I tried this for three years in the course I teach on Educational Technology for M.Ed. Students, each time usually after the first two weeks. There is an uncanny correlation between the scores and the scores at the end of the one year course. I haven't yet done all the stats and written it all up as a paper but I will.

In the meanwhile, I thought you might like to try....

12 Comments:

Blogger Unknown said...

Yes I am using it tomorrow in a training program for star managers of HDFC Bank tomorrow and shall keep u posted Doc
Jai Shankar

September 19, 2012 at 7:29 PM  
Blogger HEMCHARI said...

Excellent I shall implement with our M.A II Education students opting for ICT & ODL.
i SHALL ALSO SHARE THIS With Dept of Education-University of Mumbai

September 19, 2012 at 8:52 PM  
Blogger Ardis said...

I'd like to figure out how to do this on mobile phones or Moodle.

September 20, 2012 at 3:58 PM  
Blogger Chandrakant Redican said...

This is excellent, I hate grading papers... I am going to use this next time I assess my class

September 20, 2012 at 8:11 PM  
Blogger Sugata Mitra said...

Please do let me know how it went, if you tried it.

September 22, 2012 at 2:45 AM  
Blogger Mashall said...

Do you think this would work with younger students? Perhaps not the grading part, but...

October 5, 2012 at 1:45 AM  
Blogger Tara TJ said...

I am looking forward to reading your paper. We are trying Self Organized Assessment Methods in the NZ Primary School context (children aged 5-11 years old) where they use technology to capture their own evidence of learning. Will share our findings too!

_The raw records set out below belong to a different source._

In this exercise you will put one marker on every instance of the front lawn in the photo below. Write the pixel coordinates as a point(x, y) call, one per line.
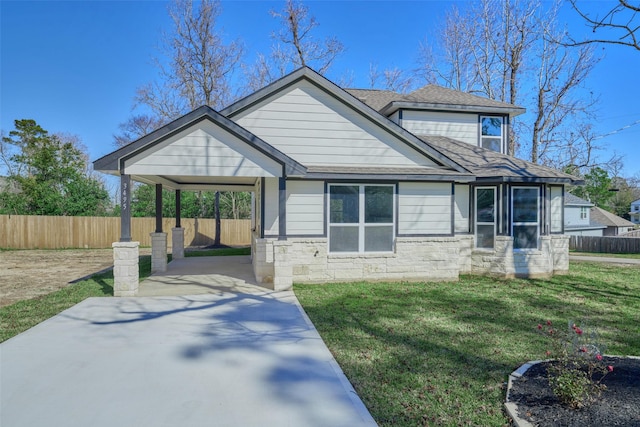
point(440, 353)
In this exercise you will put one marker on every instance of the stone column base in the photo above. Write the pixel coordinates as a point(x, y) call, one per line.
point(158, 252)
point(125, 269)
point(177, 243)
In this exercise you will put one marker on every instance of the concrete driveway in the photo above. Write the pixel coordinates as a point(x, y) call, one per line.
point(224, 359)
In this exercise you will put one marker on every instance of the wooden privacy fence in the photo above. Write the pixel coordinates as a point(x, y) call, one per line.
point(55, 232)
point(607, 245)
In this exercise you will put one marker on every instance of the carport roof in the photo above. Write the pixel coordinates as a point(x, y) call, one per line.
point(113, 162)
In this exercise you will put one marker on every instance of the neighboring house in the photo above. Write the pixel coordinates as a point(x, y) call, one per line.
point(577, 217)
point(615, 225)
point(634, 212)
point(363, 184)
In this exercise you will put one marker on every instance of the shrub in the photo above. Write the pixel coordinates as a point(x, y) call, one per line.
point(577, 369)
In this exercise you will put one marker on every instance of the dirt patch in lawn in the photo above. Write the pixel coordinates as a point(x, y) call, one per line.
point(27, 274)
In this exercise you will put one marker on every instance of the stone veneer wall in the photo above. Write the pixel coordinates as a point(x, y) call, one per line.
point(415, 259)
point(302, 260)
point(503, 261)
point(560, 253)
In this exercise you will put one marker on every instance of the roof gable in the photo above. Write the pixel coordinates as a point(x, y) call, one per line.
point(489, 165)
point(215, 133)
point(432, 97)
point(305, 81)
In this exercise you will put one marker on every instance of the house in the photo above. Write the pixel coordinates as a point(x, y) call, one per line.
point(577, 217)
point(357, 185)
point(634, 212)
point(615, 226)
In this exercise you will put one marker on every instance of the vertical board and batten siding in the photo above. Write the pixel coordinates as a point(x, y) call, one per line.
point(424, 208)
point(462, 209)
point(460, 126)
point(57, 232)
point(557, 206)
point(314, 128)
point(206, 151)
point(305, 208)
point(271, 206)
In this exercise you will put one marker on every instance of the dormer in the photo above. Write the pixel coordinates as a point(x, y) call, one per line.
point(437, 111)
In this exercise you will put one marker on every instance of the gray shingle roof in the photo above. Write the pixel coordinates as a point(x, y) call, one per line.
point(374, 98)
point(607, 218)
point(431, 96)
point(570, 199)
point(491, 165)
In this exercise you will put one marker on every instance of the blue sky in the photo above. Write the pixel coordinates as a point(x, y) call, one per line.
point(74, 66)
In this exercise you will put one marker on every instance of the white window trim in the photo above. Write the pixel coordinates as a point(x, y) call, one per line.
point(513, 223)
point(361, 218)
point(475, 217)
point(502, 132)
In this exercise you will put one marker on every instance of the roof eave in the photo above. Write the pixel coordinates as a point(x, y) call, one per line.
point(345, 176)
point(394, 106)
point(526, 179)
point(348, 99)
point(113, 163)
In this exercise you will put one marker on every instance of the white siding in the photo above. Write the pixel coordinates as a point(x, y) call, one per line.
point(305, 207)
point(460, 126)
point(462, 209)
point(572, 216)
point(206, 150)
point(315, 129)
point(557, 206)
point(271, 206)
point(424, 208)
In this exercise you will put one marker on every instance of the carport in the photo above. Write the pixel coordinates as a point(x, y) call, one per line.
point(202, 150)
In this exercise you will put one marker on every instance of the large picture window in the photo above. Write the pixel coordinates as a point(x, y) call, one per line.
point(491, 135)
point(485, 217)
point(525, 221)
point(361, 218)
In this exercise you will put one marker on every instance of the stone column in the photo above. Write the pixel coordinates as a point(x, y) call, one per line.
point(158, 252)
point(282, 266)
point(177, 245)
point(125, 269)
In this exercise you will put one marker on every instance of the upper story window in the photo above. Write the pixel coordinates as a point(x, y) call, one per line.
point(361, 218)
point(491, 133)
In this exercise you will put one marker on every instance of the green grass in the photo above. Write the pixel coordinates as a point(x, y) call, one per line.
point(19, 317)
point(440, 353)
point(632, 256)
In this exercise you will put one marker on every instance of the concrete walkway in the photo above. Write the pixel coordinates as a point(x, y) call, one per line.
point(201, 275)
point(220, 359)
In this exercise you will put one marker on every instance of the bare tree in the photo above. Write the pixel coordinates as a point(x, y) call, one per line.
point(620, 24)
point(200, 63)
point(135, 127)
point(394, 79)
point(560, 73)
point(503, 50)
point(294, 47)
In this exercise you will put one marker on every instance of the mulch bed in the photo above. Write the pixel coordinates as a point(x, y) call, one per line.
point(618, 405)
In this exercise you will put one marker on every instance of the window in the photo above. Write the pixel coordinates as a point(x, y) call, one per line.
point(361, 218)
point(485, 217)
point(525, 224)
point(583, 212)
point(491, 133)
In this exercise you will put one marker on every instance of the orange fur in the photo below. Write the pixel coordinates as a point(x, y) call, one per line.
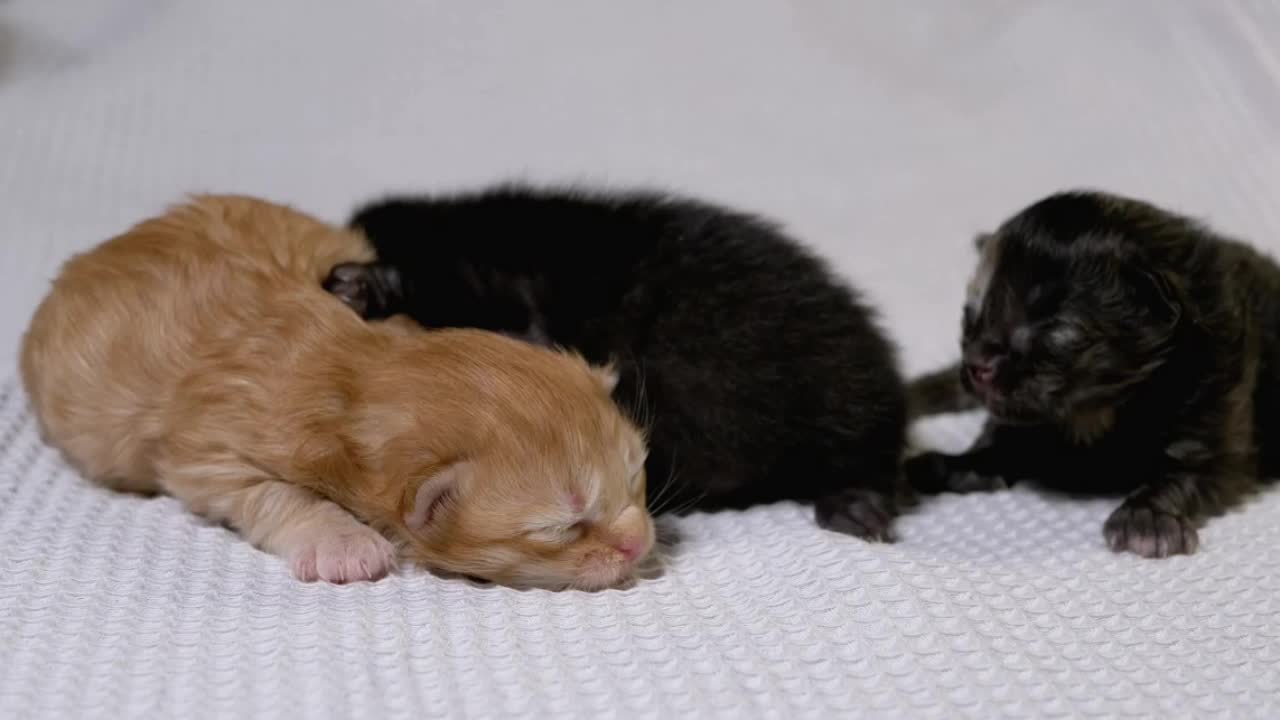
point(197, 355)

October 30, 2012 at 12:48 AM  
Blogger Luis Hernán said...

I'm doing it with my college students, and since they're studying to become teachers, I will also ask them to create and specify the parameters for a correct answer (like a rubric or checklist), then I'm killing two birds with one stone.

www.ted.com/tedx/events/6082

November 21, 2012 at 4:16 AM  
Blogger 21C-villages said...

Can we try and emulate this experiment on a Tablets (laptops?), network, asynchronously, over the Internet, and probably Cloud hosted ? Something like a MOOC, but for testing and evaluation?

Any takers?

I am tinkering with 21st century communities and villages. Knowledge Machine is one key component. Wondering how MOOC's, Flip schooling, Khan Academy and continuous learning, can shape up?

Vipen Mahajan.
ex-NIIT in the 1990's.

Regards, Sugato.

vmahajan9@gmail.com


February 21, 2013 at 8:00 PM  
Blogger Unknown said...

We may have an environment where we can allow students to write questions. Only multiple-choice though, but the exams would be automatically graded.

Gunnar

March 17, 2013 at 4:02 PM  
Blogger Lyra Josefsson said...

Any advice for 4-5-6-7 year olds who are not very proficient readers or writers yet!

March 18, 2013 at 7:27 PM  
Blogger Justice said...

Hi, I have used Socratic Dialogues - self written, to assess what I know about any particular subject and create more questions. I have done this successfully and reckon having students write their own dialogues could be a way of self assessment or group assessment if the dialogues are read by others. I would appreciate your own thoughts on this. I have written as much eslewhere on this blog following listening to your interesting TED talk. Many thanks and kind regards.